Unlike vCOPS, vPV does not process the data to generate, what I like to call a "management compatible dashboard". vCOPS, even the free edition, stands out for its health level visualization. It will correlate CPU ready times along the number of assigned vCPUs to a host's workload and generate dynamic thresholds where vPV will only show the individual values. Thus vPV will also not free you from analysing dozens of metrics on multiple objects to find the true source of an ongoing performance issue.

On the side there is one major issue with the free edition. It does not support any means of access control. By default it is open to anyone and everyone within your network. As it allows you to view the entire vSphere environment (up to 200 managed objects in the free edition, of course) it surpasses your vSphere permissions and provides an interesting source of information for the sneaky attacker in your own network. So be sure to at least work out some sort of .htaccess protection.

Unlike vCOPS, it does support Hyper-V in the free edition. However to my understanding the paid version does not integrate AWS (and potentially other Cloud vendors and OS'ses) at the moment.

At the end of the day ...

vPV is a great if you're serious about vSphere performance analysis and trouble shooting and a good helper when vSphere client itself does not provide the data you're looking for. I agree with Ben's resume that its a great addition to your preferred set of tools and being free for 200 managed objects should be on any aspiring VMware admin's list of favourites.

HP has done a great job in putting their modules together to aggregate already available data and visualize it in an attractive manner. However I have my doubts that this tool alone helps "to rapidly analyze bottlenecks", as they put it. In my very humble opinion you have to already know what you're looking at (and for) to make good use of vPV.

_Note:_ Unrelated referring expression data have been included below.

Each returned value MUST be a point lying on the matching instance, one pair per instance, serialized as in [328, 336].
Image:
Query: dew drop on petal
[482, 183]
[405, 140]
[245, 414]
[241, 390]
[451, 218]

In that sense it is no real competition to vCOPS, it simply plays in a different field. Integrate it with BSM and I'm sure a trained and able HP consultant will be able to generate reports and dashboards that will blow your mind away. If you're looking for an all-in-one multi purpose solution, vCOPS might be the better choice as vPV itself may evolve somewhat, but as a stand alone tool it can and will only be one out of many to assist you in your virtual performance trouble shooting journey. It sure should come in handy when you train yourself to be a VCAP.